Openly allowing deserters to rejoin their units is unprecedented in the Myanmar military and a possible sign of the army’s overextension since the launch of Operation 1027

The Myanmar military council announced on Monday that it would offer a pardon to soldiers willing to resume their duties after deserting. 

In what may be the latest sign of the military’s overextension, the announcement, published in regime-controlled newspapers, said some soldiers had contacted the army asking to return after deserting and that they would be allowed to resume service. 

The announcement said the pardon would be granted to deserters due to the recent intensification of fighting throughout the country. 

The escalation of hostilities began with the launch of Operation 1027, a major anti-junta offensive led by the Brotherhood Alliance of ethnic armed groups. 

The military has lost control of more than a dozen towns to the nationwide wave of armed resistance, including economically important trade hubs on Myanmar’s northeastern border with China and one district-level administrative seat in Sagaing Region.

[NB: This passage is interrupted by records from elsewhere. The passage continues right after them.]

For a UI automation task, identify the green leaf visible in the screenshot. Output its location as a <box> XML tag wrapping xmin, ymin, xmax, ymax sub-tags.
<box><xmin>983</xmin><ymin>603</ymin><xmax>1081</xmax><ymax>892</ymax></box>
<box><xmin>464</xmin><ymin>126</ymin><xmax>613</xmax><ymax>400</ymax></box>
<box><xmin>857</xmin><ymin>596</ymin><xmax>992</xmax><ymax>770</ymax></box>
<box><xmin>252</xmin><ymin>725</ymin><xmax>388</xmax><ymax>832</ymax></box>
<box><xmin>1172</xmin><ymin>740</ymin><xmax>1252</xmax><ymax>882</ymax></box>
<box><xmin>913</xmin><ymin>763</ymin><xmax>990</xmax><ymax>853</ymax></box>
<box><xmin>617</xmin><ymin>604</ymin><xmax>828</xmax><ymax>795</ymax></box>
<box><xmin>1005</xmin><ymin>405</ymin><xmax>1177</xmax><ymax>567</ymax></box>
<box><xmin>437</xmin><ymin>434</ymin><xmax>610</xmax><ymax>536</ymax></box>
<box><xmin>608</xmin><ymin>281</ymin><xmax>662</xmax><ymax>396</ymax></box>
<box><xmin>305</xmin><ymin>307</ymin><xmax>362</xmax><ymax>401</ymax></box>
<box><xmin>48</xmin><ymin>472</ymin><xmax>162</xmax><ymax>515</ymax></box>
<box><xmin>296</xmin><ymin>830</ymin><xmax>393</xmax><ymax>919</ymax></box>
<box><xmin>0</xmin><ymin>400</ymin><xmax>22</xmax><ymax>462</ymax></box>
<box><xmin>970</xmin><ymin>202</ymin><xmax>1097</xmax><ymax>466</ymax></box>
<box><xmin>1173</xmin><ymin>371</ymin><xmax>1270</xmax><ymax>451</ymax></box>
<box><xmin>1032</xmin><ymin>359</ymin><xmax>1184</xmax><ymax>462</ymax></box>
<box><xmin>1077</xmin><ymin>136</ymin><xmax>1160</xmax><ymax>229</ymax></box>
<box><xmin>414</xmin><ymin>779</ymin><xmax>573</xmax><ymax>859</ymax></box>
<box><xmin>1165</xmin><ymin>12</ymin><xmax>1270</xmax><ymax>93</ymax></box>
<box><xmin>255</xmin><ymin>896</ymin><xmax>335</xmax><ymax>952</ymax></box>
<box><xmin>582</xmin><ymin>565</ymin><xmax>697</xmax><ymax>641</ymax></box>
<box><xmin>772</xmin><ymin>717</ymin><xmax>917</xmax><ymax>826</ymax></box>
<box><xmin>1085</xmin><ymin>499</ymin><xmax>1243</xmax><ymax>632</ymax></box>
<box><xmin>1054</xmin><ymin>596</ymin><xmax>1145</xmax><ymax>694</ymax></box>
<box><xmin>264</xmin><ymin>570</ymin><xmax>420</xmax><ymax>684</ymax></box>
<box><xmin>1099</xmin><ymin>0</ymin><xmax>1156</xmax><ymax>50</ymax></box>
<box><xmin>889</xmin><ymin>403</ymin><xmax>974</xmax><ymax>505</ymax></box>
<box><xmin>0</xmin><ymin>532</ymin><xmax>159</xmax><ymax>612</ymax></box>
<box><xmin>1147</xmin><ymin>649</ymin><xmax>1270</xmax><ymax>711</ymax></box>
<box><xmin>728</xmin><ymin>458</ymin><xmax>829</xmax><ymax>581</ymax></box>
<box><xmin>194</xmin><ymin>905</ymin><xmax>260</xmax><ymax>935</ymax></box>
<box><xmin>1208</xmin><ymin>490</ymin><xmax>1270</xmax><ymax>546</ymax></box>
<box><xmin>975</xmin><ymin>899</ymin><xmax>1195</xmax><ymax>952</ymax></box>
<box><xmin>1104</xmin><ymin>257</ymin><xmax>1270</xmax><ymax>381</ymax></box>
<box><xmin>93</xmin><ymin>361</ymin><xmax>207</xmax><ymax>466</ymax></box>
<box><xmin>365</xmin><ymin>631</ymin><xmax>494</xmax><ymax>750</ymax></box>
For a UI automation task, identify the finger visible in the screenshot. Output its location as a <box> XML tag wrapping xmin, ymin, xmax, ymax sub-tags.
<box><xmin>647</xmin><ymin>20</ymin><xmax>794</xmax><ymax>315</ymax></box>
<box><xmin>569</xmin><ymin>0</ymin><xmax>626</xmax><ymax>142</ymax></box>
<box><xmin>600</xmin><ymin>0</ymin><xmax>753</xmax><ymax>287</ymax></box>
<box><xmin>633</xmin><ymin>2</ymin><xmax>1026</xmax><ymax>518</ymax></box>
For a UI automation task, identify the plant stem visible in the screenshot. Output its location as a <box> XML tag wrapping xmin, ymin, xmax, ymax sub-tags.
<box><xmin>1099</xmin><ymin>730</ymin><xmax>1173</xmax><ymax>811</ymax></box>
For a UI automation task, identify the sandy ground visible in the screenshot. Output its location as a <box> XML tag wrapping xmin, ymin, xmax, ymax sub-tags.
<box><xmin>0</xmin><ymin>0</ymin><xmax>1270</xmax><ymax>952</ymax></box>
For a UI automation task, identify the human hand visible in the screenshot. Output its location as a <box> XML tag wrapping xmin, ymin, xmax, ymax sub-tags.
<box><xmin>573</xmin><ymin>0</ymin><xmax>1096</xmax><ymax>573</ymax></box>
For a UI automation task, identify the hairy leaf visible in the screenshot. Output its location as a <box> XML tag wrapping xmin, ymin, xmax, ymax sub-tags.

Scores of military bases in northern Shan State have also fallen to the anti-junta forces since the beginning of Operation 1027, with entire battalions surrendering in some instances.

According to the military council’s announcement, eligible soldiers will be readmitted to their respective battalions or reassigned based on need. The military will also grant an amnesty to people convicted of petty crimes and still wishing to serve. 

Veterans have said this is the first instance in their memory of the military openly allowing deserters return to duty. 

Captain Zin Yaw, who defected from the Myanmar military following the February 2021 coup, said that in the past the army treated desertion as an unforgivable offence.

The junta may also be trying to reintegrate soldiers who are already trained due to the scarcity of manpower and the challenges the military has faced in recruiting, Captain Yin Zaw added.

He also interpreted the announcement as an implicit warning to deserters, predicting harsher consequences for those who chose not to take the offered pardon soon. 

“”I think that they will start arresting deserters who are absent without leave,” he said.

A former officer in his 70s with over 40 years’ service in the army said the use of deserters was comparable to less overt practices he had seen in the past. 

“Back then, battalion commanders sometimes took back deserters on a gentlemen’s agreement, because their battalion needed more troops. They had to lie to higher-ups to accept them,” the retired officer said. 

“And if the deserter couldn’t be accepted back into his own unit, he would go into a unit in another region or state, essentially being treated like a new recruit,” he added.

At a press conference held in December 2020, before the military seized power, army spokesperson Maj.-Gen. Zaw Min Tun said no country and no army has the custom nor the right to pardon or forgive deserters.

According to the Defensive Services Act of 1959, deserters can be prosecuted under Section 38 for absence without leave and under Section 37 for deserting or abetting desertion.

In time of war or during active military operations, desertion can be punished with seven years’ imprisonment or even the death penalty in certain cases. Desertion in peace time carries a sentence of up to seven years, as determined and handed down by a military court.